We affirm the judgment of the trial court.

SHEPARD, C.J., and DICKSON, BOEHM, and RUCKER, JJ., concur.


Footnote: During this time, Officer Sawyer smelled alcohol emanating from the truck. Defendant showed the officer an open beer bottle and explained that it had spilled in the truck.

Footnote: Ind. Code § 35-48-4-1(b)(1) (1998).


Footnote: Id. § 35-48-4-6.

Footnote:
Id. § 35-50-2-8 (1998).

Footnote:
The Fourth Amendment to the United States Constitution provides as follows:
The right of the people to be secure in their persons, houses, papers, and e ffects, against unreasonable searches and seizures, shall not be violated, and no warrants shall issue, but upon probable cause, supported by oath or affirmation, and particularly describing the place to be searched, and the persons or things to be seized.


Footnote: In United States v. Cooley, the court observed that the Seventh Circuit has implicitly rejected the Fair analysis that impoundment is justified where the vehicle itself is imperiled. 119 F. Supp.2d 824, 827 (N.D. Ind. 2000) (discussing United States v.
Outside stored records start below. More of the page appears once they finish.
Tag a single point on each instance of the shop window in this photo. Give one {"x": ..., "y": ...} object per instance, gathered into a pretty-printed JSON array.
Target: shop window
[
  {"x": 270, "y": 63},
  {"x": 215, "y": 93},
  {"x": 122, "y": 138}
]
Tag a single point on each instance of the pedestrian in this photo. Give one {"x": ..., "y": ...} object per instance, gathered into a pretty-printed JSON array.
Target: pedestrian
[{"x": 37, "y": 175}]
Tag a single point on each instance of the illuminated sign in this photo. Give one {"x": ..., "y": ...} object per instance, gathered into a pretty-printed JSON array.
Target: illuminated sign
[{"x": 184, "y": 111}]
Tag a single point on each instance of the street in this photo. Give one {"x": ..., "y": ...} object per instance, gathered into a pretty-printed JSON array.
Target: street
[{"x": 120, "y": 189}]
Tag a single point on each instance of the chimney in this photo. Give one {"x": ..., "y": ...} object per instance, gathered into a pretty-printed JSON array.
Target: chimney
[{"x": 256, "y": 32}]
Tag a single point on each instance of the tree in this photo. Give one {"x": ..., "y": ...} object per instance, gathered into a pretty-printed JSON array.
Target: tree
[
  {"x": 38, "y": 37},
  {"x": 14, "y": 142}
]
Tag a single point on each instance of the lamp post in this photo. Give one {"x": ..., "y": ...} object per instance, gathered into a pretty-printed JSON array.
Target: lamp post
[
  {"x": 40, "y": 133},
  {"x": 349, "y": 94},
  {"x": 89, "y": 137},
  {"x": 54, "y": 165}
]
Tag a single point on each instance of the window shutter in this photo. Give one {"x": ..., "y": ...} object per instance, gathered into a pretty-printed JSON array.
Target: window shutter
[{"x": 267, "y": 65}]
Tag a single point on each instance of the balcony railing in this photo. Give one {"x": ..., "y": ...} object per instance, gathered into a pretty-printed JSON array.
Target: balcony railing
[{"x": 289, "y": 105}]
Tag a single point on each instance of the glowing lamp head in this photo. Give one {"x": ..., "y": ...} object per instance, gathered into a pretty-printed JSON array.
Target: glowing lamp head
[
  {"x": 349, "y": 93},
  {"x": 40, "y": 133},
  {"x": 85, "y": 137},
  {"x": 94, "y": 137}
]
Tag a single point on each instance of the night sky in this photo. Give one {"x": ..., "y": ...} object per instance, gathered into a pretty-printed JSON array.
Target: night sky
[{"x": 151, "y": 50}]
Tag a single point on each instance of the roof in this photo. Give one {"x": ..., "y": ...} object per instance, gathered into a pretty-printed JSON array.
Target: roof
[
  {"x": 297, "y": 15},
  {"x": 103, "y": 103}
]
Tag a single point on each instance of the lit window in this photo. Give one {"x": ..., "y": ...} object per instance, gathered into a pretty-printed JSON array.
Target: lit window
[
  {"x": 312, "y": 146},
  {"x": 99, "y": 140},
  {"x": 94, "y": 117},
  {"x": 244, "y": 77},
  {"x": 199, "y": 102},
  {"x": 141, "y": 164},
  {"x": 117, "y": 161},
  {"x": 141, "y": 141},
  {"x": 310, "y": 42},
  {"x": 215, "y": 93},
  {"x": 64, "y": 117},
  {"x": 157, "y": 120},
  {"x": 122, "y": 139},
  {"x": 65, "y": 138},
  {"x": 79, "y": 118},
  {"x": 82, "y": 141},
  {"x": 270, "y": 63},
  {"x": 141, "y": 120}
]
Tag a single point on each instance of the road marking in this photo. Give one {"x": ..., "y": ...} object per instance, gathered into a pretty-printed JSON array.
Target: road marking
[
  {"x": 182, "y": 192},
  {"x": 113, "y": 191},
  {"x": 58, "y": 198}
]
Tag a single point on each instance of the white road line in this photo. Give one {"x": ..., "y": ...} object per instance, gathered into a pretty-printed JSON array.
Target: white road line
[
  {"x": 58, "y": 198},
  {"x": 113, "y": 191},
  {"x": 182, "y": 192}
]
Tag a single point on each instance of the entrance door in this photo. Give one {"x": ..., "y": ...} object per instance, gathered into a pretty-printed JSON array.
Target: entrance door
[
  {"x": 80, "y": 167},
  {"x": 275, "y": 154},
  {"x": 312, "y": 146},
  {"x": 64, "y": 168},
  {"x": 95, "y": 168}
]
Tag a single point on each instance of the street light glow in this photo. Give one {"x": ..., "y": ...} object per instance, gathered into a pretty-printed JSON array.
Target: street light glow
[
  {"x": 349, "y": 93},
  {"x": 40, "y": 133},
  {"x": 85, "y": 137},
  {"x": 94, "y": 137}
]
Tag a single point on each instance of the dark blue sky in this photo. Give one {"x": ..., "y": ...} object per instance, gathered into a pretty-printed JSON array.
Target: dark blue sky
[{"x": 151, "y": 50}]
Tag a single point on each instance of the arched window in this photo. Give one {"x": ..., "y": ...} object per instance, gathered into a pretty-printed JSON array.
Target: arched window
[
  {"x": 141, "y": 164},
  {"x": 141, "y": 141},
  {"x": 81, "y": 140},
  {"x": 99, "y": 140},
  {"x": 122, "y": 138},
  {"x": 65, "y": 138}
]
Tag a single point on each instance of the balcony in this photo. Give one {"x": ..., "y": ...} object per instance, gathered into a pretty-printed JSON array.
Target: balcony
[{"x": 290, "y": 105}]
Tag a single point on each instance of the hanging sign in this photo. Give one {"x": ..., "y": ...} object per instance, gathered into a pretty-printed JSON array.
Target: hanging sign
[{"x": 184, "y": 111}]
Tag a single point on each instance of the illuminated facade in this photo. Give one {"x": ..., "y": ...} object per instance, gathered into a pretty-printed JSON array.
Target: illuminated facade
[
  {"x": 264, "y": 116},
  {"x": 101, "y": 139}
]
Duguay, 93 F.3d 346 (7th Cir. 1996) (“While protection of the arrestee’s property and municipal liability are both valid reasons to conduct an inventory after a legal impoundment, they do not establish the a priori legitimacy of the seizure.”) (emphasis added)). We adhere to our reasoning in Fair.
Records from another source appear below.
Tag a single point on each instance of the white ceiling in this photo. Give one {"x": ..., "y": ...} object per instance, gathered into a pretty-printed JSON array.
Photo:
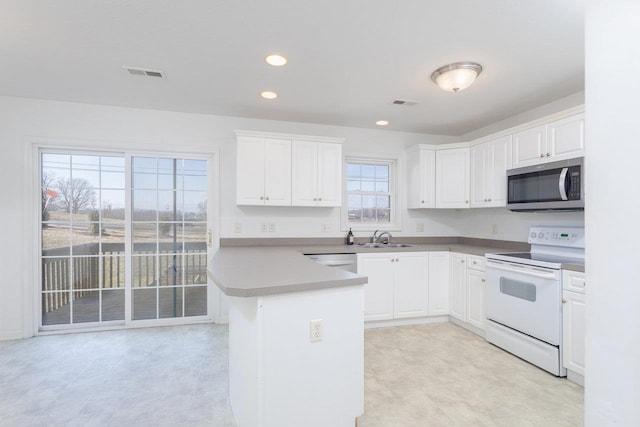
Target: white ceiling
[{"x": 349, "y": 59}]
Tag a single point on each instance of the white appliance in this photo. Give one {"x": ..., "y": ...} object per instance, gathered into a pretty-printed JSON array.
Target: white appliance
[{"x": 524, "y": 296}]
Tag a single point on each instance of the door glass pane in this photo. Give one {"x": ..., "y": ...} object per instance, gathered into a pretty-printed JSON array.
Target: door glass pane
[
  {"x": 169, "y": 237},
  {"x": 83, "y": 239},
  {"x": 518, "y": 289}
]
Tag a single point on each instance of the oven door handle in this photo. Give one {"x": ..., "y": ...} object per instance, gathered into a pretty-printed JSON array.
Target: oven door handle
[{"x": 522, "y": 269}]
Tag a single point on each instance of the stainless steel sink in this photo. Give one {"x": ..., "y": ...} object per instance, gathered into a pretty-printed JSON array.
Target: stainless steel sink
[
  {"x": 383, "y": 245},
  {"x": 371, "y": 245}
]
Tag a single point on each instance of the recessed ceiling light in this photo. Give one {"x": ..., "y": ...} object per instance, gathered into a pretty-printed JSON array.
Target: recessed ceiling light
[
  {"x": 276, "y": 60},
  {"x": 267, "y": 94}
]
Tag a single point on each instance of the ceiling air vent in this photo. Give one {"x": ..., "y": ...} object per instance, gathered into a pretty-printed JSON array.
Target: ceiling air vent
[
  {"x": 404, "y": 102},
  {"x": 143, "y": 72}
]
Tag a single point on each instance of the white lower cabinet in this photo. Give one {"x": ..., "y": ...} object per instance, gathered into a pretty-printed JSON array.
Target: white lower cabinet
[
  {"x": 458, "y": 286},
  {"x": 379, "y": 291},
  {"x": 404, "y": 285},
  {"x": 573, "y": 321},
  {"x": 438, "y": 283},
  {"x": 410, "y": 285},
  {"x": 475, "y": 298},
  {"x": 467, "y": 286}
]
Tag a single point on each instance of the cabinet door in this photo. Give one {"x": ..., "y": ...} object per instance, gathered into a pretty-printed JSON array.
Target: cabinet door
[
  {"x": 565, "y": 139},
  {"x": 438, "y": 283},
  {"x": 475, "y": 298},
  {"x": 530, "y": 147},
  {"x": 421, "y": 179},
  {"x": 411, "y": 291},
  {"x": 499, "y": 159},
  {"x": 378, "y": 292},
  {"x": 304, "y": 173},
  {"x": 452, "y": 181},
  {"x": 457, "y": 286},
  {"x": 250, "y": 171},
  {"x": 573, "y": 331},
  {"x": 277, "y": 172},
  {"x": 329, "y": 174},
  {"x": 479, "y": 171}
]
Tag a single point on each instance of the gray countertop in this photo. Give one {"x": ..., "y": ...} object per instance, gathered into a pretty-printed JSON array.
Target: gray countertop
[
  {"x": 249, "y": 271},
  {"x": 269, "y": 270}
]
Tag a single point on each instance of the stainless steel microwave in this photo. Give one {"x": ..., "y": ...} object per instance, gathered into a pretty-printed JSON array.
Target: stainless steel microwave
[{"x": 553, "y": 186}]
Footnote: Officer Sawyer testified at trial, “In the past, sometimes we’ve towed vehicles from the scene not knowing who they belonged to and then the owner has to pay for that expense. If we drive it down to the station, and try to get a hold of the people that own it, sometimes they’ll just come and get it and saves them expense and headache.” (R. at 335.)